Bu tür bir tevhid-şirk söyleminin ortaya çıkardığı tutum kaçınılmaz olarak apolitiktir. Tutunulan ve baz alınan siyasal-sosyal olandan uzak kriterin darlığının ürettiği bu mutlu, mutmain ve muvahhid tipinin boğazına kadar çelişkiler içerisinde yaşaması önemli değildir. O şirk sırat köprüsünden bir çırpıda geçivermiş ve sapasağlam bir kulpa yapışmıştır artık.
Sistemle Mücadelede Yöntemi Netleştirememe Sorunu
Eleştiride bulunan ikinci grup ise sistemle mücadelede kısmen sahada yer alan kesimden oluşuyor. Niyet ve hassasiyet olarak mücadele pratiğinin içinde olmak isteyen ama içinden geldikleri geleneğin teorik açmazlarına ilkelere bağlılık kaygısıyla sahip çıkmaları en büyük handikapları. İslami camiadaki 28 Şubat sonrası evrilme, savrulma ve çözülme hali, AK Parti ile geliştirilen ilişkiye duyulan tepki refleksif olarak düne ait olan ne varsa savunusuna götürüyor. Hassasiyet ve duyarlılık açısından olumluluğu ifade eden bu kesimlerin gözündeki Özgür-Der algısı da bu bağlamda değerlendirilmeyi hak ediyor. Özellikle 28 Şubat süreci ve sonrasında ortaya konulan pratik neticesinde ortaya çıkan Özgür-Der algısında tashih ve izah gerektiren durumlar söz konusu.

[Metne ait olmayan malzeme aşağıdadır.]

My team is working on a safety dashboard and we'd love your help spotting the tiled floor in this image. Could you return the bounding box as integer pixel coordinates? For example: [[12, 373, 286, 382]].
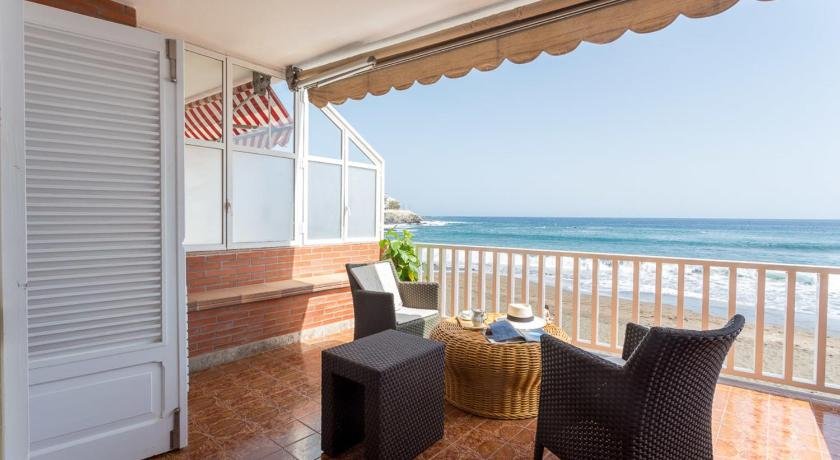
[[156, 331, 840, 460]]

Genel İslami çevrelerden farklı olarak geçmişten bugüne seçimler, parti gibi konularda tekfir edici gözle bakmadığına Dünya ve İslam, Haksöz dergilerindeki yazılar, Özgür-Der’in sayısız açıklamaları şahitlik etmektedir. Tekfir etmeyi yanlış bulan, hadiselerin farklı şekillerde ele alınmasını gerektiren bir usulün, perspektifin varlığı radikalizmin en yoğun olduğu zamanlarda dahi bu farklı tutumu sağladı. Ama bu materyalleri dikkatle okumamış zihinlerin Özgür-Der sanki ani bir kulvar değişikliği yapmış gibi tepki göstermeleri hakkaniyeti ifade etmiyor. Onca yazı ve açıklama ile istikrarlı eylem süreçleri ortada dururken bu şekilde tepki gösterenlere duyulacak saygının da bir ölçüsü var. Elbette Özgür-Der de müntesipleri de hata yapabilirler ama bu olayda yapılan eleştirilerin zayıflığı ya da tutarsızlığının temel nedeni şu ki Özgür-Der ve Haksöz geçmişten beri aynı usuli yaklaşımı sergilemekte. Ama eleştiride bulunanlar bu sürekliliğin, geçmişiyle uyumlu pratiğini fark edemiyorlar. İslami çevrelerde yaşanan savrulma hali doğal olarak bu Müslüman kardeşlerimizi endişeye sevk ediyor. Savrulan kesimlerin tutumuyla aynılık gösteren bir tavır bu endişenin temel dayanak noktası. Müslümanların hassasiyetlerine, duyarlılıklarına tabiî ki kulak verilmesi ve dikkat edilmesi gerekiyor. Ama bu dikkat kaygısı içe kapanıklığı, pratiksizliği, siyasal-sosyal olaylar karşısında tavırsızlığı doğurmamalı. Sabırla sistem-toplum değerlendirmemizin genel çerçevesini, mücadele yöntemi ve Türkiye’de İslami çevrelerin geçmiş birikimleri üzerine değerlendirmeler, tartışmalar yapmak gerekiyor. İslami siyasetin dillenmesi, talep etmesi, söz söylemesi karşısında içeriden gösterilen tepkilerin samimiyet ve hassasiyet boyutu tartışma dışı olmakla beraber ciddi denilebilecek bir bilinci/derinlik ve kuşatıcılığı içermediği söylenebilir. Bu tepkilerdeki bilinç eksikliğine en az onun kadar önemli olan tutarsızlığı da eklediğimizde aşılması gereken evrelerin zorluğu ortaya çıkıyor.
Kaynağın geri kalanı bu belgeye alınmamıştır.